The Board of Education spend some time behind closed doors July 14, as four board members convened an executive session at the end of its special meeting that evening (see separate story) to discuss Superintendent of Schools Janet Robinson’s evaluation. When it finished that session, it adjourned to a “nonmeeting” to discuss the ground rules meeting for the teacher contract negotiations held earlier in the day.

The school board had planned, according to the revised agenda for the night, to discuss the negotiation strategies, but before entering executive session school board Chair Elaine McClure said the negotiation strategies had to be discussed in a “nonmeeting” per state statutes.

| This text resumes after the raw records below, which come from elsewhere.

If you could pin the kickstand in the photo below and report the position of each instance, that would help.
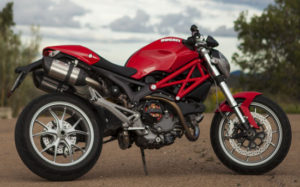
(144, 161)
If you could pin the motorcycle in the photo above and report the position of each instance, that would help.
(154, 99)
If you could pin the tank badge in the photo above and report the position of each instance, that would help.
(170, 40)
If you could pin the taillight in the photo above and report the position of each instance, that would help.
(47, 52)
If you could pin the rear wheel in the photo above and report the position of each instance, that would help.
(57, 137)
(260, 152)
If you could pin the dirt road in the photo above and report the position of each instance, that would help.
(181, 164)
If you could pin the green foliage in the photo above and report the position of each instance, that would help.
(270, 49)
(14, 53)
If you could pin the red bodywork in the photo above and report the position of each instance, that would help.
(195, 81)
(166, 54)
(82, 53)
(248, 98)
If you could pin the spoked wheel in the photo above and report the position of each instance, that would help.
(57, 137)
(258, 152)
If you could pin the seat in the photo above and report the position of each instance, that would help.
(121, 70)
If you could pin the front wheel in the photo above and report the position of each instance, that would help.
(57, 137)
(260, 152)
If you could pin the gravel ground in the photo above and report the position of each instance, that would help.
(182, 164)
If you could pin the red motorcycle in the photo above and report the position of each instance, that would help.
(157, 97)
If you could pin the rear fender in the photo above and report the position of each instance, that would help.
(247, 99)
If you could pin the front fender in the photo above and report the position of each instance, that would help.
(247, 99)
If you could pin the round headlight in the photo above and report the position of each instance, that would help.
(221, 62)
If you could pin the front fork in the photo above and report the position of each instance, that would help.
(226, 91)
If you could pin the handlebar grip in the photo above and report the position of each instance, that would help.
(194, 28)
(190, 41)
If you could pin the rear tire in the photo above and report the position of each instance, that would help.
(39, 161)
(236, 162)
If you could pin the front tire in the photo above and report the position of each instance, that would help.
(57, 137)
(258, 154)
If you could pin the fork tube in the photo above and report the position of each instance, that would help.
(230, 99)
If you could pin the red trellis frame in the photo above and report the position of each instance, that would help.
(193, 65)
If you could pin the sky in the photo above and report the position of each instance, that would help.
(115, 29)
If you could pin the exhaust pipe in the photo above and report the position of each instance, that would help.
(67, 73)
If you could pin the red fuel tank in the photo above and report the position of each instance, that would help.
(166, 54)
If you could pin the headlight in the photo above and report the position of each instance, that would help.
(221, 62)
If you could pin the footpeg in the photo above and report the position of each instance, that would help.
(144, 161)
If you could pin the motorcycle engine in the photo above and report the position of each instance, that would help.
(161, 123)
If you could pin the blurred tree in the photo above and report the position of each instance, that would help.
(12, 54)
(270, 48)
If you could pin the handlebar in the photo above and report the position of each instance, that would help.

Board of Finance Chairman John Kortze learned about the school board’s action, or lack of action, regarding negotiation strategy, the makeup of the negotiating team and other observers following the school board’s special meeting on Tuesday. He criticized Ms McClure for keeping the process out of the public eye.

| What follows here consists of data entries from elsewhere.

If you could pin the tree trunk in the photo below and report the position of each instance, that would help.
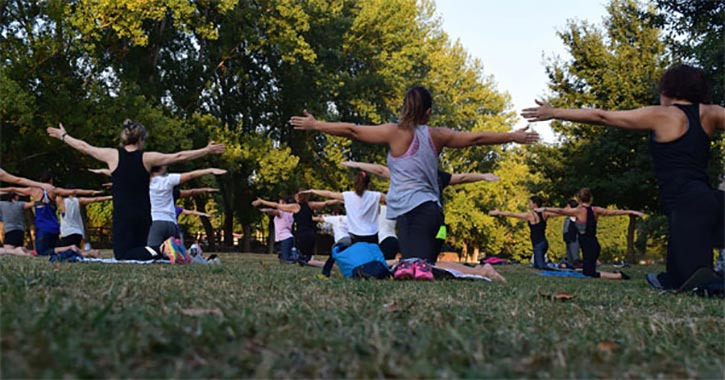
(208, 228)
(247, 242)
(631, 254)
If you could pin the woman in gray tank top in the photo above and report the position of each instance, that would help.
(413, 161)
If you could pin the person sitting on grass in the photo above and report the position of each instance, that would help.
(362, 207)
(537, 228)
(283, 223)
(302, 211)
(12, 214)
(586, 221)
(389, 244)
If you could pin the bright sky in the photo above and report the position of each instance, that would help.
(512, 38)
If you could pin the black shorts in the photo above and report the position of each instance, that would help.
(14, 238)
(72, 239)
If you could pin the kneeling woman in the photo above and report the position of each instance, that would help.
(586, 221)
(362, 207)
(537, 226)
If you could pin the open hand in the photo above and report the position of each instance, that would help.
(56, 132)
(215, 148)
(304, 123)
(522, 136)
(543, 112)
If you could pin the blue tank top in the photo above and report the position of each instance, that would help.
(681, 165)
(46, 219)
(413, 176)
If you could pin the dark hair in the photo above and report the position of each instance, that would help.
(416, 103)
(585, 195)
(8, 197)
(132, 132)
(538, 201)
(46, 176)
(176, 193)
(302, 198)
(362, 181)
(687, 83)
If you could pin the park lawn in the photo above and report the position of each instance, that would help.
(254, 317)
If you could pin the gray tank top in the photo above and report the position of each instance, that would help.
(71, 221)
(413, 176)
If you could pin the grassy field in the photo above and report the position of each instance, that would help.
(253, 317)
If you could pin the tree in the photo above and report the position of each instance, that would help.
(614, 68)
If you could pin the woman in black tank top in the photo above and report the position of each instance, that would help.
(537, 228)
(681, 129)
(304, 225)
(586, 221)
(129, 166)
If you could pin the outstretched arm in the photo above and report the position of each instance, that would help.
(106, 155)
(372, 134)
(76, 192)
(559, 211)
(185, 177)
(445, 137)
(85, 201)
(377, 169)
(27, 191)
(326, 194)
(518, 215)
(646, 118)
(291, 207)
(459, 179)
(7, 177)
(151, 159)
(605, 212)
(195, 213)
(193, 192)
(106, 172)
(320, 205)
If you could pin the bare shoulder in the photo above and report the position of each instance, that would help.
(712, 117)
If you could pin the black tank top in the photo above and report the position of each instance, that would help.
(303, 219)
(590, 226)
(130, 187)
(681, 165)
(538, 230)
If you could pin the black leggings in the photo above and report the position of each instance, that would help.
(373, 239)
(695, 225)
(590, 251)
(417, 231)
(129, 238)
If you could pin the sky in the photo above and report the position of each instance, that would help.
(512, 38)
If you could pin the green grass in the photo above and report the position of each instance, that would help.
(253, 317)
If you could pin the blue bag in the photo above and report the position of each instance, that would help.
(357, 255)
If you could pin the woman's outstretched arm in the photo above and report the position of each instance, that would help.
(107, 155)
(646, 118)
(606, 212)
(325, 194)
(518, 215)
(381, 171)
(372, 134)
(291, 207)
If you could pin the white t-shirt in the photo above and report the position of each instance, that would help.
(339, 226)
(71, 222)
(386, 227)
(362, 212)
(161, 192)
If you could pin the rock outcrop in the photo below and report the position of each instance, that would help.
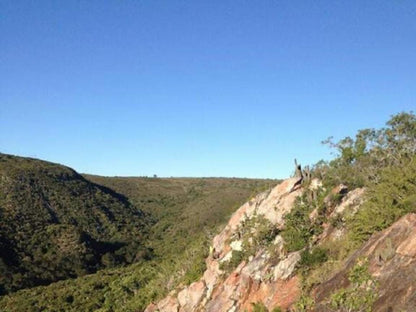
(256, 280)
(269, 277)
(391, 255)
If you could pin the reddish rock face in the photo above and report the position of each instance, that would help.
(391, 255)
(251, 281)
(392, 261)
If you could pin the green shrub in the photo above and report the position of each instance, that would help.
(360, 295)
(310, 259)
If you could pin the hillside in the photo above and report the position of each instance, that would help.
(55, 224)
(340, 239)
(184, 210)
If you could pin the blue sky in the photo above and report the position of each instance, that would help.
(199, 88)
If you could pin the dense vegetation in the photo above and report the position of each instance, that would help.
(384, 162)
(165, 226)
(54, 224)
(185, 213)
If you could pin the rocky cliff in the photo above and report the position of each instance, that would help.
(269, 274)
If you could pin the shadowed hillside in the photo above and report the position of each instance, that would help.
(55, 224)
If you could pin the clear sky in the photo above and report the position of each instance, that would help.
(199, 88)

Speaking about the standing decision to only have herself and fellow board member David Nanavaty on the district’s negotiating team, Mr Kortze wondered, “How are two people on an elected board being allowed to handle all this business in private?”

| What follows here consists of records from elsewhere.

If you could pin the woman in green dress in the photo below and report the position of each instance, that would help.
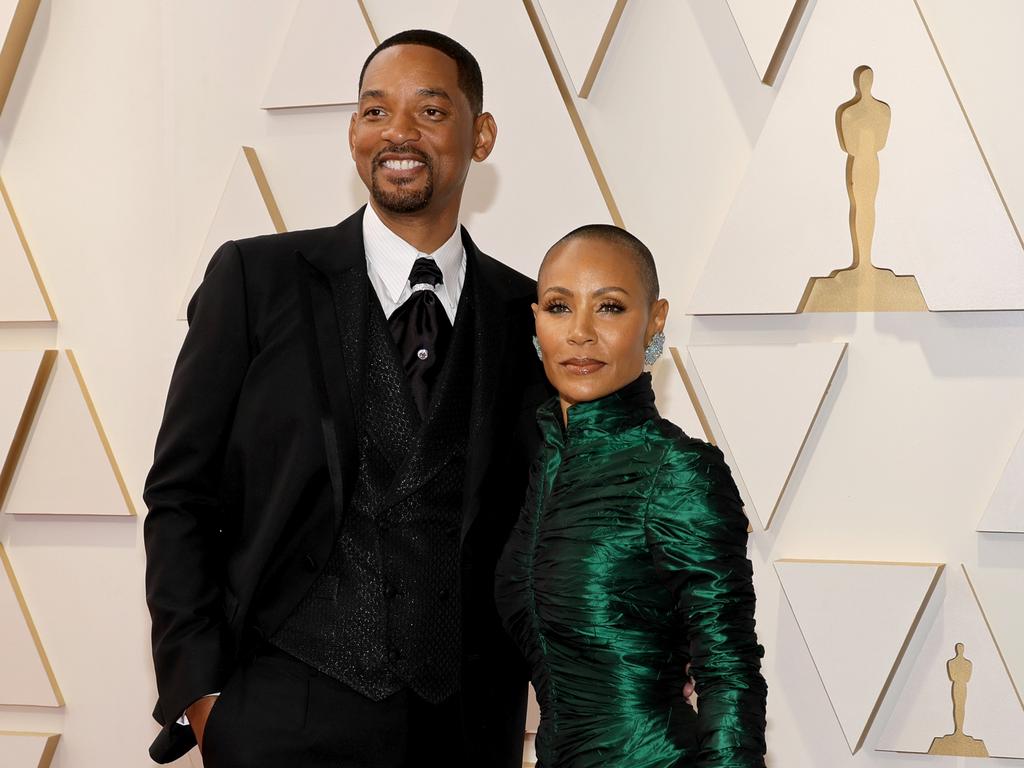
(629, 560)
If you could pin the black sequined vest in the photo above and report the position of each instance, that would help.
(384, 613)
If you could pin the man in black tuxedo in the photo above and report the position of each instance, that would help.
(344, 450)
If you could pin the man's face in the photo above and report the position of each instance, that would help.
(413, 135)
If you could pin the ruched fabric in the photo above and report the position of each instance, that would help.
(628, 562)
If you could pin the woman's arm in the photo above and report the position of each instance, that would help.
(696, 531)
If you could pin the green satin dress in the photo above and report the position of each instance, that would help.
(629, 561)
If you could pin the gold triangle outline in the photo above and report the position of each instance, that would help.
(40, 650)
(939, 568)
(28, 251)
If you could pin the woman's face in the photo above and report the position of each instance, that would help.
(594, 318)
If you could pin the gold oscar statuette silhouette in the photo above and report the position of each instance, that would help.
(862, 124)
(958, 669)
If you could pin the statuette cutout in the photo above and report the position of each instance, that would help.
(862, 124)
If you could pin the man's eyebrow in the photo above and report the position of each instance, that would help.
(440, 92)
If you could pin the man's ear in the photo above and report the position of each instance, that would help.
(484, 135)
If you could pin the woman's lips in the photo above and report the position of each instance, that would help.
(582, 366)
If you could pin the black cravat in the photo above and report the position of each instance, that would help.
(422, 331)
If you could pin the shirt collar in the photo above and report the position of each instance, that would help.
(391, 257)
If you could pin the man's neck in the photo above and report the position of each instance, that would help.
(425, 231)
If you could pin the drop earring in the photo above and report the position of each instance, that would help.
(654, 349)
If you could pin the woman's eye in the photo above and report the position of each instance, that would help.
(556, 307)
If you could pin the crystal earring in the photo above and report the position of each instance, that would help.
(654, 349)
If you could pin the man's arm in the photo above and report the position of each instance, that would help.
(192, 645)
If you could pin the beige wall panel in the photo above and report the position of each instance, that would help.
(243, 212)
(938, 213)
(538, 183)
(980, 44)
(67, 467)
(766, 399)
(924, 709)
(23, 297)
(1006, 509)
(856, 610)
(324, 52)
(582, 30)
(767, 27)
(27, 750)
(26, 677)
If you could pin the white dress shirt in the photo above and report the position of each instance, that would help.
(389, 260)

Saying the upcoming negotiations would likely yield the single most costly labor contract in town history, Mr Kortze registered his dissatisfaction over Ms McClure’s and Mr Nanavaty’s actions in a meeting recently to hear input from Legislative Council and finance board officials leading up to the negotiations.

“If Elaine is not going to call a meeting with the full school board to discuss the council and finance boards’ input from our tri-board meeting as she promised, then how will they be able to apply the input we provided?” he asked. “She never bothered to have any discussion on the negotiating strategy and our input with her full board. The public voted them onto the board and now the public is being excluded. Someone needs to call her on this — she is subverting the democratic process.”

In response to Mr Kortze’s statements, Ms McClure said by phone on Wednesday, July 15, that all active members of the school board were involved in the tri-board meeting, and the input from the other boards was heard and appreciated.

Ms McClure added that the issues involved in the negotiations will be discussed with the entire school board through “nonmeetings,” and the two participating observers, one from the Board of Finance and one from the Legislative Council, will return to their boards with the information.

“They will be [at the negotiation caucuses] to provide constant information,” said Ms McClure, “and they will be able to discuss that with their own boards.”

“There’s probably some limitation on what they can share,” she continued, “but I’m not an expert on that.”

In the past, this has been the process of the teachers contract negotiations, Ms McClure said.

During the ground rules meeting for the negotiation caucuses, Ms McClure said the number of possible observers was discussed, but it was not discussed with the board members during the “nonmeeting” held Tuesday night.

“We did not discuss it as a board,” she said. “We relayed what was discussed at the ground rules meeting.”